AM BEST AFFIRMS EXCELLENT RATINGS FOR CHINA’S PING AN P&C
- news2u
- May 20
- 2 min read
KUALA LUMPUR, May 19 (Bernama) -- Global credit rating agency, AM Best has affirmed the financial strength rating of A (Excellent) and the long-term issuer credit rating of “a+” (Excellent) of Ping An Property & Casualty Insurance Company of China Ltd (Ping An P&C), with a stable outlook for both ratings.
The affirmation reflects Ping An P&C’s robust financial foundation, strong operational performance, favourable business profile and appropriate enterprise risk management, according to AM Best in a statement.

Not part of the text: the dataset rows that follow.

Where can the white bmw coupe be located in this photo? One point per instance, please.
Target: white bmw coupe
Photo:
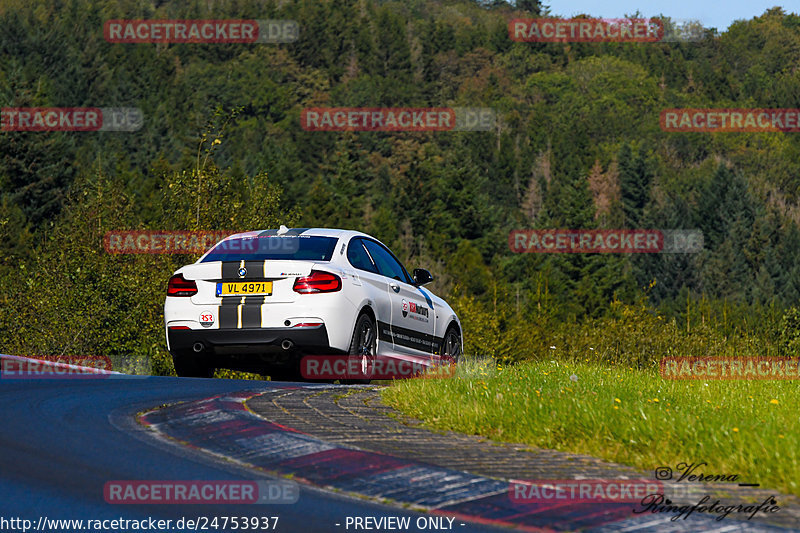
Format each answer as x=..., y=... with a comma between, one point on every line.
x=259, y=301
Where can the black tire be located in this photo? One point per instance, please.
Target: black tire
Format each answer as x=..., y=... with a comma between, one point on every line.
x=450, y=349
x=192, y=366
x=363, y=349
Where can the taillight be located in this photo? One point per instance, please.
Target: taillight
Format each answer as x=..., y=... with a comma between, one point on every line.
x=180, y=286
x=318, y=282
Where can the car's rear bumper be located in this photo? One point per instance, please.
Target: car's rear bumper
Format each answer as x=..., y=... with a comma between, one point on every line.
x=257, y=340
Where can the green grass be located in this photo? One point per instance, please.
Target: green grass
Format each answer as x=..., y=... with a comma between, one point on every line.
x=621, y=414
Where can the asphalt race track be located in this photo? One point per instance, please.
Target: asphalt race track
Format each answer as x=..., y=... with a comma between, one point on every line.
x=63, y=439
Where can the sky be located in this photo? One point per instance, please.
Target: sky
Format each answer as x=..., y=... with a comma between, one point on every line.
x=713, y=14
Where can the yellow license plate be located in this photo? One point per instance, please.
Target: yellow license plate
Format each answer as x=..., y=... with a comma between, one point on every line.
x=244, y=288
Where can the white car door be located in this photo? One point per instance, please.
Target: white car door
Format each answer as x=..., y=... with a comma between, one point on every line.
x=377, y=287
x=412, y=322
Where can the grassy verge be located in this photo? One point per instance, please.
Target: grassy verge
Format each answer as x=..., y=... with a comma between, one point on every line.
x=621, y=414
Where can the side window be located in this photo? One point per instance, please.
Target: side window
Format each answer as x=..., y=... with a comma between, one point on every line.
x=387, y=264
x=358, y=256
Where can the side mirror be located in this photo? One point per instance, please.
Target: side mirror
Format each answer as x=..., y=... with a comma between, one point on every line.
x=422, y=276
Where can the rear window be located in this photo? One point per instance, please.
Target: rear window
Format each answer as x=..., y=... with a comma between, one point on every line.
x=273, y=247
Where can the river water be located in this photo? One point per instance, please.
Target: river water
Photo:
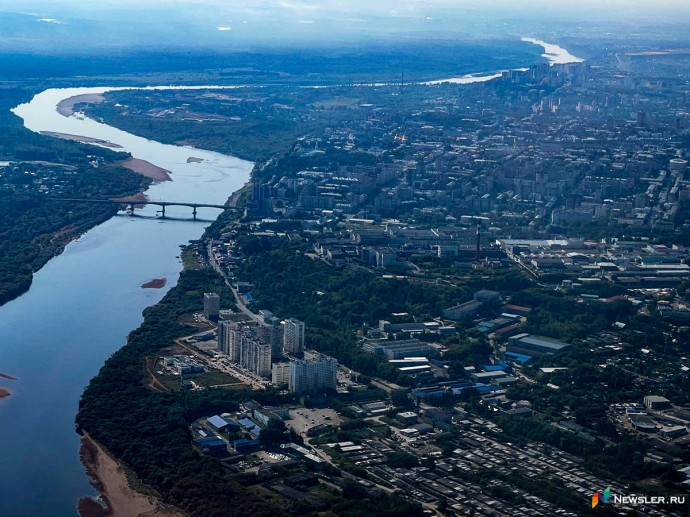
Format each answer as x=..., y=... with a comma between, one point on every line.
x=82, y=305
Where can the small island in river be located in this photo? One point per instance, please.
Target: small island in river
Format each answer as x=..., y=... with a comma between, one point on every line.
x=156, y=283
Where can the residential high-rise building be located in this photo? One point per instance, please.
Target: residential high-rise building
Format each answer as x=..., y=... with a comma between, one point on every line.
x=272, y=334
x=257, y=356
x=211, y=306
x=293, y=336
x=230, y=336
x=224, y=329
x=280, y=374
x=312, y=376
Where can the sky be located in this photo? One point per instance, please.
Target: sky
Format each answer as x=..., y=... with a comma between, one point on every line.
x=78, y=24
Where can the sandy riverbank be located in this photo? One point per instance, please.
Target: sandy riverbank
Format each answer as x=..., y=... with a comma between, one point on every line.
x=66, y=107
x=147, y=169
x=119, y=499
x=3, y=392
x=83, y=139
x=156, y=283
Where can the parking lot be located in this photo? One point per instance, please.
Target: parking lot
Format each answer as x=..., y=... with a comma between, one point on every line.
x=303, y=419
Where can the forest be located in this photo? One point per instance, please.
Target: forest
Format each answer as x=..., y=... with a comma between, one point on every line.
x=33, y=229
x=149, y=431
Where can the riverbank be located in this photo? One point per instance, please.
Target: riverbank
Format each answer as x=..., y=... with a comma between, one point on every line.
x=66, y=107
x=118, y=497
x=157, y=174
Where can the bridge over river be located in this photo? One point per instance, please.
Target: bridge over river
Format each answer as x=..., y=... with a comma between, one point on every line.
x=132, y=204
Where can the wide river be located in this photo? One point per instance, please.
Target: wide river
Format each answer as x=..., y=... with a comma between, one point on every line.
x=83, y=303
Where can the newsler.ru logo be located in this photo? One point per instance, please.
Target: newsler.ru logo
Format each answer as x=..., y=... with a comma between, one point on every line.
x=634, y=500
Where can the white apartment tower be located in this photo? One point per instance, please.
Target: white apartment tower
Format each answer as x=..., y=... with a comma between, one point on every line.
x=293, y=336
x=280, y=374
x=312, y=376
x=211, y=306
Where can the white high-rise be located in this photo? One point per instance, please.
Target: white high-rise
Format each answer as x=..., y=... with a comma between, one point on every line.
x=312, y=376
x=211, y=305
x=293, y=336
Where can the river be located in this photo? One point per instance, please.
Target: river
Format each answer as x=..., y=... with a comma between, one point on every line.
x=82, y=305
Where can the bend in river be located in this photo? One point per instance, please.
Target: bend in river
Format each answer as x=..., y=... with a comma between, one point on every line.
x=82, y=305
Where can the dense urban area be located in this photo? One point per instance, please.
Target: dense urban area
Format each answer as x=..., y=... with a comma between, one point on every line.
x=437, y=298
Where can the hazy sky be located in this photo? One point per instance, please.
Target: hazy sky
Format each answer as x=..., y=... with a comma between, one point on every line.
x=35, y=24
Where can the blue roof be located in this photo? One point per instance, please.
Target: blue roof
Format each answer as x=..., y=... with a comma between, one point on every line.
x=217, y=422
x=244, y=442
x=210, y=443
x=245, y=422
x=520, y=358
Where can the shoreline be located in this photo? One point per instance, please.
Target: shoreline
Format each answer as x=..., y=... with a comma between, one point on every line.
x=157, y=174
x=66, y=107
x=82, y=139
x=118, y=498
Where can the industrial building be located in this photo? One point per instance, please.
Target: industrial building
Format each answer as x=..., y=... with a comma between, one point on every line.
x=400, y=349
x=535, y=345
x=655, y=402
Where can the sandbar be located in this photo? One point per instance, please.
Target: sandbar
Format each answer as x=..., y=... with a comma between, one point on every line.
x=82, y=139
x=156, y=283
x=66, y=106
x=147, y=169
x=118, y=497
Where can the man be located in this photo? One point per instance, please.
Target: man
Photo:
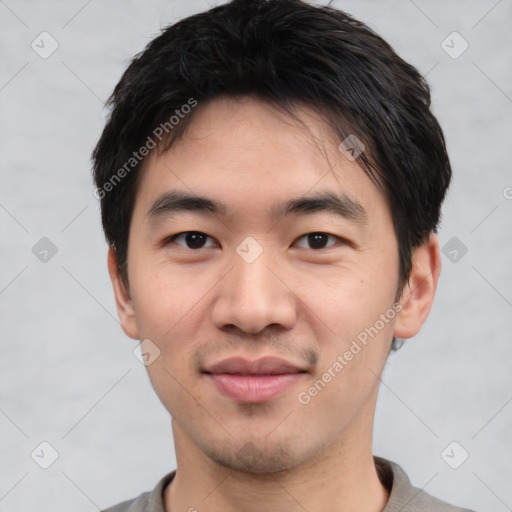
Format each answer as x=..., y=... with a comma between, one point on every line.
x=271, y=179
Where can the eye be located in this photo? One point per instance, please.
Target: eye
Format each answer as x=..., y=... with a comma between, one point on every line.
x=191, y=240
x=317, y=240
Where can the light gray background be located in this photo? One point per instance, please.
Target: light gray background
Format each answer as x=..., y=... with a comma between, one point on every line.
x=68, y=375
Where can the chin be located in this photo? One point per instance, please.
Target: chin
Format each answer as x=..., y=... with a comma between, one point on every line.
x=254, y=458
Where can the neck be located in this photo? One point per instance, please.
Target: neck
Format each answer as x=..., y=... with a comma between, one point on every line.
x=341, y=477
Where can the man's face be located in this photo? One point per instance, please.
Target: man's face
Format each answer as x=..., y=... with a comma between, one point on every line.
x=250, y=285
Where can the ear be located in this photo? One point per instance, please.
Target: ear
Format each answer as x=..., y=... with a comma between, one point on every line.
x=419, y=291
x=123, y=301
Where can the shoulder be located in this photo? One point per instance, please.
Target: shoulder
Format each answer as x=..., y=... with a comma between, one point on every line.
x=146, y=502
x=405, y=497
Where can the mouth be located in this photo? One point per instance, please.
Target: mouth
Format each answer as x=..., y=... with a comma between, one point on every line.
x=256, y=381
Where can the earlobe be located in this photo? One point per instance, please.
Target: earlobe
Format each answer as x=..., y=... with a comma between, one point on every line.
x=419, y=291
x=124, y=304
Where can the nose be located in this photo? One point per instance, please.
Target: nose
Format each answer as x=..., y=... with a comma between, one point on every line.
x=253, y=296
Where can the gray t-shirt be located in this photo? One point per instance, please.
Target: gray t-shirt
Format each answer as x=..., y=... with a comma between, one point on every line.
x=403, y=497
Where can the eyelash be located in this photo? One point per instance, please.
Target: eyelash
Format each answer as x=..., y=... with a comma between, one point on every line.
x=173, y=238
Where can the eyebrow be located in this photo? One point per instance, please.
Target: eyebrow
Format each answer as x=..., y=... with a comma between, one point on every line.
x=342, y=205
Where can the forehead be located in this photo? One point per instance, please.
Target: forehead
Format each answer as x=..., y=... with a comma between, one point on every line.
x=248, y=155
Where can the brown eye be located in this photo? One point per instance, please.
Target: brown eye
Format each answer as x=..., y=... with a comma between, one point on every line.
x=191, y=239
x=317, y=240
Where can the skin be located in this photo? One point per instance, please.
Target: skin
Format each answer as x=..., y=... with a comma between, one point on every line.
x=295, y=301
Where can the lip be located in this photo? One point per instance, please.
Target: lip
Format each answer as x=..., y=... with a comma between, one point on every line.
x=256, y=381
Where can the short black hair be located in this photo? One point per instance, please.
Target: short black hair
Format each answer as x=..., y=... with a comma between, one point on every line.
x=288, y=53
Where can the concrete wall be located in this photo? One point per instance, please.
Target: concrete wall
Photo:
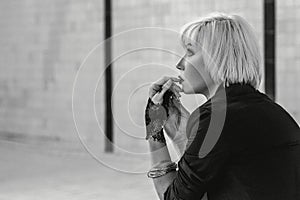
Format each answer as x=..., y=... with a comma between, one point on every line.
x=44, y=45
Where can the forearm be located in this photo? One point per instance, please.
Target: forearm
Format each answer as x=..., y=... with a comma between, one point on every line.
x=159, y=153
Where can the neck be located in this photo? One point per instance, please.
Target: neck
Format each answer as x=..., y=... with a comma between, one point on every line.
x=210, y=91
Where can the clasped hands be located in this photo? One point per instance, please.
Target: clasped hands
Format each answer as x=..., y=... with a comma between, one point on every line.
x=164, y=110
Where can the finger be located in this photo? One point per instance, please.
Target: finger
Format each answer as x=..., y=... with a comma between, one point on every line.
x=176, y=87
x=165, y=87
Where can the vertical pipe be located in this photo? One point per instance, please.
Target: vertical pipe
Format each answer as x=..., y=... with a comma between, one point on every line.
x=269, y=47
x=108, y=77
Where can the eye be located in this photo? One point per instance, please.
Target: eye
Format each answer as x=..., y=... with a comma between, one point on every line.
x=189, y=52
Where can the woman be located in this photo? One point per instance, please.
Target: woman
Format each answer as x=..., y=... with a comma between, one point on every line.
x=239, y=144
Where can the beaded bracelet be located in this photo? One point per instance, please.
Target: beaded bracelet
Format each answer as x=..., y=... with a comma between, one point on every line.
x=161, y=171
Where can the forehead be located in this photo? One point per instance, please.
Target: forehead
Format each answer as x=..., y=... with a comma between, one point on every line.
x=191, y=37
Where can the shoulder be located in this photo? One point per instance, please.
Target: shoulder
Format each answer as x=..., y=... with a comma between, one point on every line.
x=204, y=128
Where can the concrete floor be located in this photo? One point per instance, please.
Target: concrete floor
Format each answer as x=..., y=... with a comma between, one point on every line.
x=28, y=173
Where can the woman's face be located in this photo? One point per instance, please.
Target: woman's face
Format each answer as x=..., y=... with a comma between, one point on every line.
x=195, y=79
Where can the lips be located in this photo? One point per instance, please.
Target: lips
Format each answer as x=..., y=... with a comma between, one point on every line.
x=181, y=79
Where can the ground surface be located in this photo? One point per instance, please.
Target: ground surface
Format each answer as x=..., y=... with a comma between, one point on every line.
x=27, y=173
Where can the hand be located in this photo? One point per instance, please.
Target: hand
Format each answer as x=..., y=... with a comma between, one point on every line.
x=159, y=88
x=156, y=112
x=175, y=126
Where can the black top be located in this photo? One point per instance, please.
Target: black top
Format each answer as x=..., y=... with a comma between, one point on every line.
x=248, y=149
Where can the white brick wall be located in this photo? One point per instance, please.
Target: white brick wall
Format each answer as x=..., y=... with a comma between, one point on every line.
x=43, y=44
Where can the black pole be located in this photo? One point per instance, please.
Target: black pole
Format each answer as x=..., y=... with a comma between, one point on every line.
x=269, y=47
x=108, y=77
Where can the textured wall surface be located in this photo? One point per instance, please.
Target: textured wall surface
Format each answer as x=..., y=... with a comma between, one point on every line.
x=45, y=45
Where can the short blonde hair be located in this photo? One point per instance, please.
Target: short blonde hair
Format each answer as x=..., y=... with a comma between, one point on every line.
x=230, y=47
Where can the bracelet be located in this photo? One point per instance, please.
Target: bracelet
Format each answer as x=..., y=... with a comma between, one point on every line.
x=161, y=171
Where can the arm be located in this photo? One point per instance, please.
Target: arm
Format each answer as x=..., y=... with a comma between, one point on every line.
x=159, y=153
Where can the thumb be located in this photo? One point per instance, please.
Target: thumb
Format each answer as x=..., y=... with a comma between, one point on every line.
x=158, y=97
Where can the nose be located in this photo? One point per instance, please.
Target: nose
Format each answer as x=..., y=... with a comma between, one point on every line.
x=180, y=64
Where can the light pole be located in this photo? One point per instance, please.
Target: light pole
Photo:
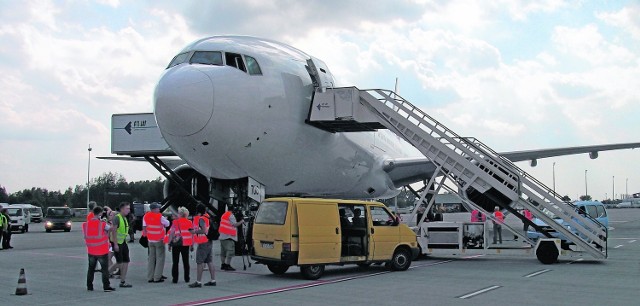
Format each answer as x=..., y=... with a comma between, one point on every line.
x=88, y=172
x=554, y=177
x=586, y=191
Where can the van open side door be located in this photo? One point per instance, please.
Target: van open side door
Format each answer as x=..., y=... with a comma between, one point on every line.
x=319, y=233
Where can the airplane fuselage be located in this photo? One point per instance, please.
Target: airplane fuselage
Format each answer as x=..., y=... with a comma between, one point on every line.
x=228, y=121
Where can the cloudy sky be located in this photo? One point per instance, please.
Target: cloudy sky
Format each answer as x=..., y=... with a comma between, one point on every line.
x=515, y=74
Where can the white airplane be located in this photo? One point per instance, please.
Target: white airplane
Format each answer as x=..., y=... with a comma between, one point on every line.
x=233, y=107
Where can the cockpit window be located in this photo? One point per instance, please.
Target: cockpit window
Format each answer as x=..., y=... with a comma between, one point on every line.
x=178, y=59
x=252, y=65
x=207, y=58
x=234, y=60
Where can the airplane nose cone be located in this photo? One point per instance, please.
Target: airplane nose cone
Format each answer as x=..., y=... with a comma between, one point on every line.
x=183, y=101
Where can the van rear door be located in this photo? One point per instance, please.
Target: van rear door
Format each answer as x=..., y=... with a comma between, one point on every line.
x=319, y=233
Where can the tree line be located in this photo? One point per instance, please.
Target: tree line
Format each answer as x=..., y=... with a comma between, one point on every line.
x=107, y=189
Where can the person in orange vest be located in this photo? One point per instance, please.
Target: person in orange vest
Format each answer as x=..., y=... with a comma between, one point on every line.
x=204, y=253
x=497, y=225
x=180, y=243
x=527, y=214
x=96, y=237
x=153, y=227
x=228, y=238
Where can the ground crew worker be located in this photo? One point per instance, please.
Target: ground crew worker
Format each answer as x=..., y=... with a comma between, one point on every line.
x=228, y=237
x=497, y=225
x=96, y=237
x=527, y=214
x=204, y=253
x=120, y=247
x=4, y=226
x=6, y=235
x=181, y=242
x=153, y=226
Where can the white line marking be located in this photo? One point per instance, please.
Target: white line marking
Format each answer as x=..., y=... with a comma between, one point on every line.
x=577, y=260
x=481, y=291
x=537, y=273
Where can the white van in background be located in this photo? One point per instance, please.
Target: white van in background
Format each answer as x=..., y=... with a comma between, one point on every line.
x=35, y=212
x=20, y=217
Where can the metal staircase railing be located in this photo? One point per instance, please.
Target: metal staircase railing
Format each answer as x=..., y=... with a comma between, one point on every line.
x=473, y=164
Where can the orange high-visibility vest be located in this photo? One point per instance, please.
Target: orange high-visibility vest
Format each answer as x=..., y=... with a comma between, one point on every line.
x=225, y=225
x=201, y=238
x=181, y=227
x=95, y=237
x=154, y=228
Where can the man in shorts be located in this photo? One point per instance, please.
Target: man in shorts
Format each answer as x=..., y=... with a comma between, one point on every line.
x=120, y=248
x=228, y=238
x=204, y=252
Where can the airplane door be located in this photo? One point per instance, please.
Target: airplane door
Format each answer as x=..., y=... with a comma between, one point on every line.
x=319, y=233
x=384, y=236
x=320, y=74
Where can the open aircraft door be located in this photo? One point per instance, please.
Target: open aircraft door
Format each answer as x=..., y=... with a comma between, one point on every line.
x=319, y=233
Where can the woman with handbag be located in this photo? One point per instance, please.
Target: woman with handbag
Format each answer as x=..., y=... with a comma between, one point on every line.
x=180, y=243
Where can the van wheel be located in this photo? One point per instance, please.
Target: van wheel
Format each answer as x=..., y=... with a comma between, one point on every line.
x=312, y=272
x=278, y=269
x=401, y=260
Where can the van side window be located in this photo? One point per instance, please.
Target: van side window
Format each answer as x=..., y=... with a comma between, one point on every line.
x=272, y=213
x=380, y=216
x=234, y=60
x=591, y=210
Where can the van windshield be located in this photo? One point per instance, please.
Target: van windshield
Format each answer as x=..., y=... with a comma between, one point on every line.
x=14, y=212
x=272, y=213
x=58, y=212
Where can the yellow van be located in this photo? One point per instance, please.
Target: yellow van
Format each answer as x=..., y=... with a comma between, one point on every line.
x=312, y=233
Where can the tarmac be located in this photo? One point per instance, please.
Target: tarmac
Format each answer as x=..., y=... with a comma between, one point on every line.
x=56, y=264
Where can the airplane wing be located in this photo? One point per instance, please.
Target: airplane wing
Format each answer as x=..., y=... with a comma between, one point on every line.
x=404, y=171
x=170, y=162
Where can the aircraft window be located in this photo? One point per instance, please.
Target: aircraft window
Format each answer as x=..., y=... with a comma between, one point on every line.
x=178, y=59
x=234, y=60
x=252, y=66
x=207, y=58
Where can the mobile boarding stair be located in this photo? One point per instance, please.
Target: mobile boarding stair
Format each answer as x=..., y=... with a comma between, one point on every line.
x=483, y=177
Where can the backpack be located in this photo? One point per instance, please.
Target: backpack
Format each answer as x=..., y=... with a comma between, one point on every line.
x=212, y=233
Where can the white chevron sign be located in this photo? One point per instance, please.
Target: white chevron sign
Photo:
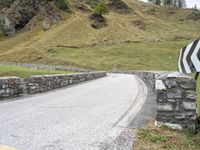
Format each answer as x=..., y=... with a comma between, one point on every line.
x=189, y=58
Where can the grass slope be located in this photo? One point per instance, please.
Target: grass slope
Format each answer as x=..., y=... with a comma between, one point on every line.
x=148, y=32
x=26, y=72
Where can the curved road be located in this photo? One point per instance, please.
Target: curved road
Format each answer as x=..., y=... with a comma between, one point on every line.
x=89, y=116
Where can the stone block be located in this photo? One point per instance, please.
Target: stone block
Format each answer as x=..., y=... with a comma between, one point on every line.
x=169, y=125
x=174, y=93
x=159, y=85
x=191, y=95
x=189, y=105
x=164, y=107
x=171, y=83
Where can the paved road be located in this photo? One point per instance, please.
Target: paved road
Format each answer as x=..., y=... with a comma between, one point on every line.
x=89, y=116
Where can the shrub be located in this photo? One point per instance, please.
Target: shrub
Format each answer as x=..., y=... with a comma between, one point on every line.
x=62, y=4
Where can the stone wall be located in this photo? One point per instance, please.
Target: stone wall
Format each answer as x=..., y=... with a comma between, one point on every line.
x=176, y=97
x=11, y=87
x=176, y=101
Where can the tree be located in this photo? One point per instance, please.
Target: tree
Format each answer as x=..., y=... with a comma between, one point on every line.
x=101, y=8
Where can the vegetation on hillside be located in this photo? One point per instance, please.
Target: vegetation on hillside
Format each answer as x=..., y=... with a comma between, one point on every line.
x=153, y=138
x=26, y=72
x=175, y=3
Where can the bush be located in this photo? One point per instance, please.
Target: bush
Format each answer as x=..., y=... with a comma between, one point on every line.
x=62, y=4
x=194, y=15
x=101, y=8
x=6, y=3
x=1, y=22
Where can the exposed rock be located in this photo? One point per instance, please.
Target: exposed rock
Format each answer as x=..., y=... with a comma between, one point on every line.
x=98, y=21
x=160, y=85
x=189, y=105
x=119, y=6
x=20, y=12
x=164, y=107
x=140, y=24
x=46, y=26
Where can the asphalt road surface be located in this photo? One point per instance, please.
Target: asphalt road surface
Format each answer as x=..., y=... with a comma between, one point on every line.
x=89, y=116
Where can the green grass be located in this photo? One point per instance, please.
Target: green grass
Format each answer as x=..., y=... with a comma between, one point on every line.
x=153, y=138
x=126, y=56
x=26, y=72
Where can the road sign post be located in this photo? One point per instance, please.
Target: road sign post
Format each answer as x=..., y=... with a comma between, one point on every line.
x=189, y=58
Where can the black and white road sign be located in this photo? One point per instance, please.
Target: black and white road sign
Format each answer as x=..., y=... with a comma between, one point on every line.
x=189, y=58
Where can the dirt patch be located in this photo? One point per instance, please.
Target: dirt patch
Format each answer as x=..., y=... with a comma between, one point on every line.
x=119, y=6
x=194, y=15
x=140, y=24
x=98, y=21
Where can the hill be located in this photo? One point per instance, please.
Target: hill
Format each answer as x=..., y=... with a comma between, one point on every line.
x=146, y=37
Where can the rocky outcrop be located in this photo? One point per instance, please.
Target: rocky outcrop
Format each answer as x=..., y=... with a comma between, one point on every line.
x=20, y=12
x=119, y=6
x=98, y=21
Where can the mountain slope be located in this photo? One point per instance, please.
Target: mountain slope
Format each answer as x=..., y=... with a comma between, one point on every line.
x=127, y=41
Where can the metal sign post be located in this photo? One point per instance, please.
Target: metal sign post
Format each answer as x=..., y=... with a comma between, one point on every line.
x=189, y=58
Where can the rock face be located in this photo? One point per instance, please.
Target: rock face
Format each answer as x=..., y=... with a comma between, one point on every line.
x=119, y=6
x=98, y=21
x=21, y=12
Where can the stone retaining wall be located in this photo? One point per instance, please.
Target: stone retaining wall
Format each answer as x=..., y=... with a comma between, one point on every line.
x=11, y=87
x=176, y=97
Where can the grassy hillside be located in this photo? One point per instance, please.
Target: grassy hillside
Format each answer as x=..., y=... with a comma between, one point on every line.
x=26, y=72
x=147, y=38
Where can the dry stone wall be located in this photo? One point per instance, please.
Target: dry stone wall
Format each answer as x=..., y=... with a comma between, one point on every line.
x=11, y=87
x=176, y=97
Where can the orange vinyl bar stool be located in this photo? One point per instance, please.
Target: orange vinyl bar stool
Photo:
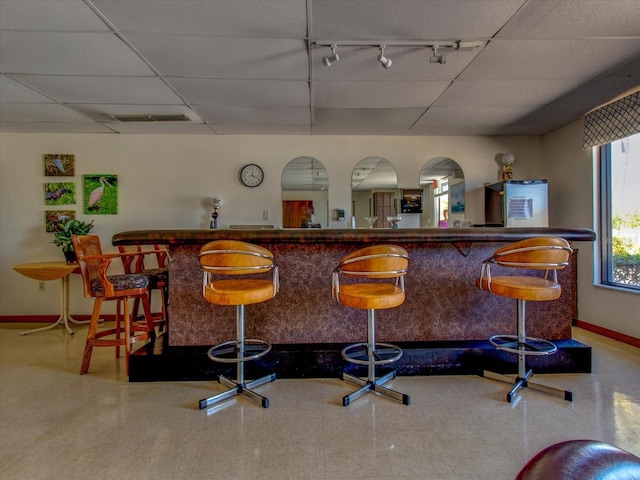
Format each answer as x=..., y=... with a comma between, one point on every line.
x=158, y=277
x=97, y=284
x=234, y=274
x=377, y=282
x=548, y=254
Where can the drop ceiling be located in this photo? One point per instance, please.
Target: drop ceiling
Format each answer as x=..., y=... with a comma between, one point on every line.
x=254, y=67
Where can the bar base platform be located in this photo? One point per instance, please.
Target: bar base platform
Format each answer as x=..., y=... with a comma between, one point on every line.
x=157, y=362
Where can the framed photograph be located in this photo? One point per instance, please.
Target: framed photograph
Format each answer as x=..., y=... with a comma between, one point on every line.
x=54, y=218
x=100, y=193
x=59, y=165
x=457, y=198
x=63, y=193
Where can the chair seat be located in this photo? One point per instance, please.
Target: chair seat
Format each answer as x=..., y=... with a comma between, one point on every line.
x=157, y=276
x=239, y=292
x=121, y=282
x=523, y=288
x=371, y=295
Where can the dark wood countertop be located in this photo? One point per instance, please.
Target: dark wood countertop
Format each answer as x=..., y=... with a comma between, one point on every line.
x=329, y=235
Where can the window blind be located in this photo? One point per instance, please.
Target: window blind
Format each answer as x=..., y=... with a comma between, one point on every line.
x=611, y=122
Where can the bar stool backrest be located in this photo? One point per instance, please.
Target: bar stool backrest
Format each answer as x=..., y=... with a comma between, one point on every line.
x=539, y=253
x=377, y=261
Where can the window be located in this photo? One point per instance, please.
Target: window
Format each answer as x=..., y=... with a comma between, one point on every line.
x=620, y=212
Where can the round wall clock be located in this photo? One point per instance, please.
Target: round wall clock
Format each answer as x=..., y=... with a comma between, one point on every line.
x=251, y=175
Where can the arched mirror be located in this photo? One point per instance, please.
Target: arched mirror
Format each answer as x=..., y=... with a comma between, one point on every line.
x=442, y=182
x=305, y=194
x=374, y=186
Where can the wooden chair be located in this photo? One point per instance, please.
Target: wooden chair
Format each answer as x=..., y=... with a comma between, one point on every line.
x=136, y=262
x=97, y=284
x=244, y=263
x=373, y=267
x=548, y=254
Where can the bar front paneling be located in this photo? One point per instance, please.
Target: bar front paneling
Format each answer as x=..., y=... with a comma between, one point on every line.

The company’s balance sheet is considered very strong, supported by the highest level of risk-adjusted capitalisation, as measured by Best’s Capital Adequacy Ratio. Ping An P&C's consolidated capital and surplus (C&S) grew by nine per cent year-over-year to 136.7 billion Chinese yuan (US$18.7 billion) by the end of 2024. (US$1=RM4.28)
Its investment strategy remains conservative, with a focus on fixed-income assets, while its financial flexibility is bolstered by a consistent ability to issue capital supplementary bonds domestically.
Operationally, Ping An P&C has sustained strong returns, with a return on equity (ROE) of 11.5 per cent in 2024, recovering from underperformance in 2022 and 2023. The insurer reported a net profit after tax of 15.0 billion Chinese yuan.
Its motor insurance line continues to be a key revenue driver, accounting for about 70 per cent of total premiums over the past five years.
Despite the rise in new-energy vehicle (NEV) policies, the company has maintained stable underwriting margins thanks to advanced pricing models and operational efficiency. Losses in credit and guarantee lines in previous years were labelled as one-off events, and the company has since exited that segment.
Ping An P&C holds a strong market position, being the second-largest property/casualty insurer in China since 2009, with around a 20 per cent market share. In 2024, the company’s insurance service revenue hit 328.1 billion Chinese yuan, and its broad distribution network and technological investments have contributed to enhanced risk management and operational performance.
AM Best notes that Ping An P&C is well-positioned at its current ratings level. A potential upgrade could be on the horizon if the company expands its global footprint while maintaining its financial strength. Conversely, a downgrade could result from a prolonged decline in underwriting results or a weakening of its capital base due to elevated risk exposures.